Canadian dollar traders are also ignoring weak domestic data. Tuesday Statistics Canada reported Q2 Gross Domestic Product fell 1.1% q/q, which was well below the 2.5% q/q forecast. The “flash” estimate for July is a mere 0.4%. Supply chain issues played a major role, but regardless the domestic economy is not recovering at the pace previously anticipated.
Traders are also ignoring the latest promise from Justin Trudeau to increase spending by $75 billion, which is on top of the nearly $400 billion deficit already in place.
Perhaps traders will get more clarity on the Canadian dollar direction next week.
The Bank of Canada monetary policy meeting is September 8. It is a statement-only affair, which suggests there won’t be any market-moving announcements.
However, Governor Tiff Mackem speaks about monetary policy the next day.
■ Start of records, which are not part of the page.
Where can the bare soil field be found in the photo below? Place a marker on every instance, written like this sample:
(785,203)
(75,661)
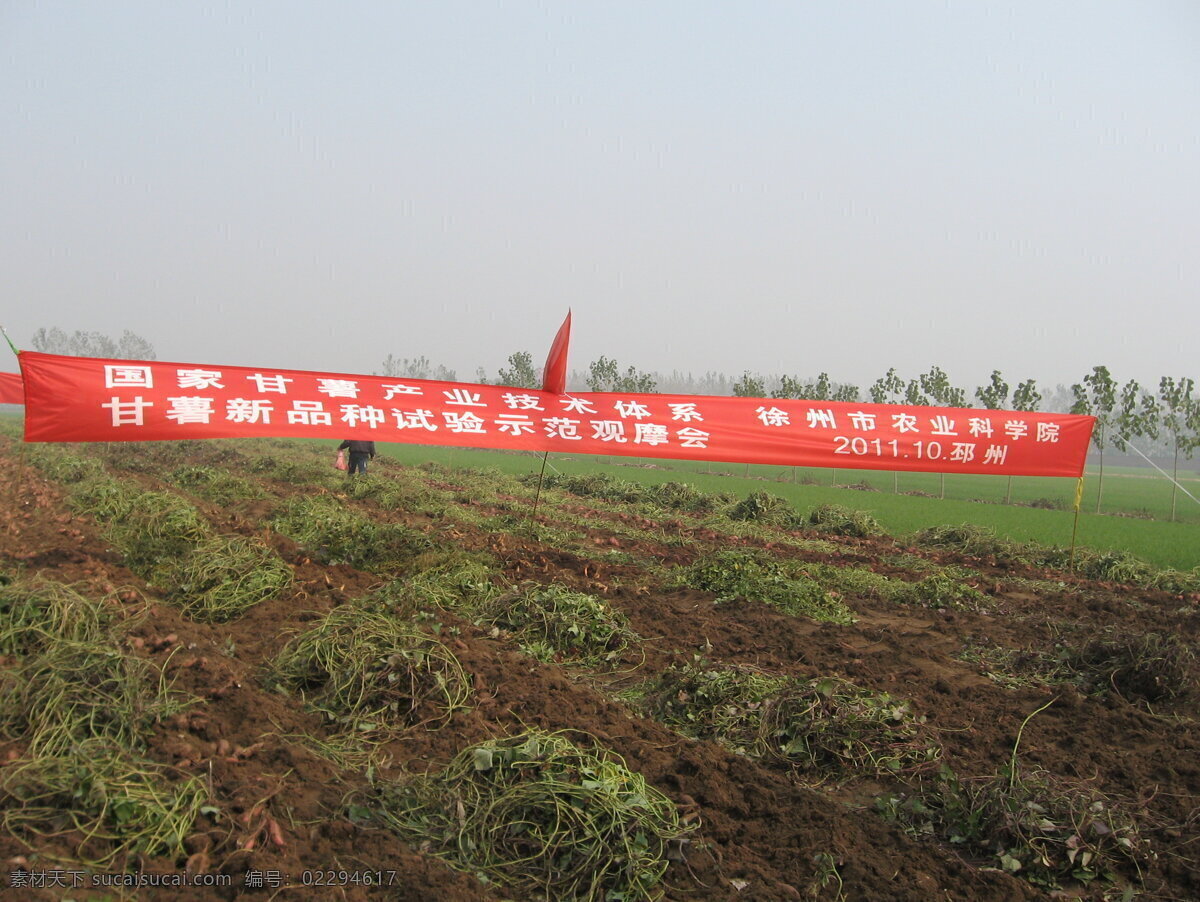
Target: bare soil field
(1011,731)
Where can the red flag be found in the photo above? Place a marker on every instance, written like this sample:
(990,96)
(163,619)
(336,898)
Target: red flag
(12,390)
(553,376)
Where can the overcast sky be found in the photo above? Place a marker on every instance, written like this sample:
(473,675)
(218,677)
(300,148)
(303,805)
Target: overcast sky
(785,187)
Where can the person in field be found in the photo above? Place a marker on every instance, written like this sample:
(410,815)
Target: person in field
(360,452)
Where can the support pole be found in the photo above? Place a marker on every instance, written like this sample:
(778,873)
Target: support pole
(537,497)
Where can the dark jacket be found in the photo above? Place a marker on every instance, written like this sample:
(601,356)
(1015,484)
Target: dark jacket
(358,448)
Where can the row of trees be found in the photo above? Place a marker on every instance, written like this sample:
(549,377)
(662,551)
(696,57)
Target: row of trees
(130,346)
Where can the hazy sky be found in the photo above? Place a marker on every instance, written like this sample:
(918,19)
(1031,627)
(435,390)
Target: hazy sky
(768,186)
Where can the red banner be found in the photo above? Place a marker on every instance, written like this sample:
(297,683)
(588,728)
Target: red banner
(95,400)
(12,390)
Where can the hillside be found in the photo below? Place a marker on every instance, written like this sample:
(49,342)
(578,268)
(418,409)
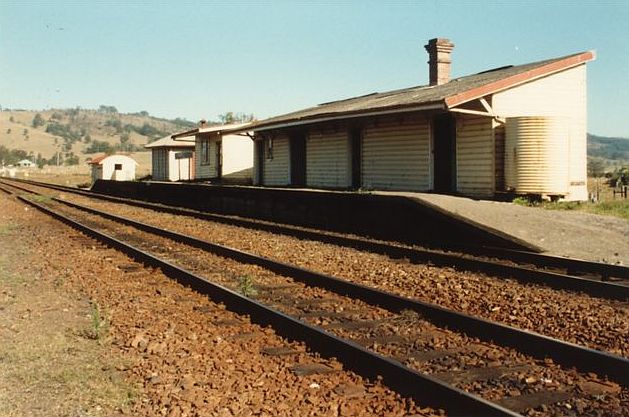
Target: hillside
(79,133)
(611,152)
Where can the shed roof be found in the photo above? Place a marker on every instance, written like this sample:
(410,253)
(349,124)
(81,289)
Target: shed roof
(98,160)
(444,96)
(228,128)
(169,142)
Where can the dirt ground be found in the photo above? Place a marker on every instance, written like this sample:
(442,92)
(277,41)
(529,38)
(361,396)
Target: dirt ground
(85,331)
(54,355)
(565,233)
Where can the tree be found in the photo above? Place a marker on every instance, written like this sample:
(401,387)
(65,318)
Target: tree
(596,167)
(107,109)
(124,140)
(38,121)
(231,117)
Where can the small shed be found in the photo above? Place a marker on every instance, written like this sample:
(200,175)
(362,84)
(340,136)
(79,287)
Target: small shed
(113,167)
(25,163)
(221,155)
(172,160)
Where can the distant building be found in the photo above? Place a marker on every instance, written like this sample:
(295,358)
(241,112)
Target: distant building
(515,129)
(25,163)
(113,167)
(172,160)
(220,155)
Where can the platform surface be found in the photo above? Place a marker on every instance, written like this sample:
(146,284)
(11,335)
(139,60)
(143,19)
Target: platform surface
(566,233)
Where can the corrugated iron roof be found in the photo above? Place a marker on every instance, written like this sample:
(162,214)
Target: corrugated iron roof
(227,128)
(448,95)
(169,142)
(98,160)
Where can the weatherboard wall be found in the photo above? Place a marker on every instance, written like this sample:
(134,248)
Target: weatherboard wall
(237,158)
(475,155)
(276,163)
(328,159)
(563,94)
(396,154)
(159,164)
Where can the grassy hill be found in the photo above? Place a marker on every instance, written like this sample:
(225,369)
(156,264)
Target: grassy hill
(77,134)
(608,151)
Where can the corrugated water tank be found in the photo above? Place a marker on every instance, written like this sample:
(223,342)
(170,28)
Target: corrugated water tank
(537,155)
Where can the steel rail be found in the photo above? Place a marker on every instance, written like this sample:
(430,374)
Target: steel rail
(595,288)
(407,382)
(528,342)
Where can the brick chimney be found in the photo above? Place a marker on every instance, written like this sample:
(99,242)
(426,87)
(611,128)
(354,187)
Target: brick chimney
(439,50)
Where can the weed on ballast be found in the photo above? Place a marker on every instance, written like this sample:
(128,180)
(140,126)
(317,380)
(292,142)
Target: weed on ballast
(99,327)
(246,286)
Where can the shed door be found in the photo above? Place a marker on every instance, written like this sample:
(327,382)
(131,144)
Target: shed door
(298,159)
(356,138)
(259,161)
(444,145)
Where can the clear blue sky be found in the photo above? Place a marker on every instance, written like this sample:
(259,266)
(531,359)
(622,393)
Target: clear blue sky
(199,59)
Nevertheless, weak economic data and rising delta-variant coronavirus cases suggest monetary policy will remain unchanged.
Next week is a big week for EUR/USD traders. The European Central Bank monetary policy meeting is Thursday. Eurozone inflation spike well above the ECB’s target level, which has raised speculation that policymakers may announce a tapering plan.
Monday is a holiday in the U.S. and Canada, which means trading activity will likely evaporate after lunch.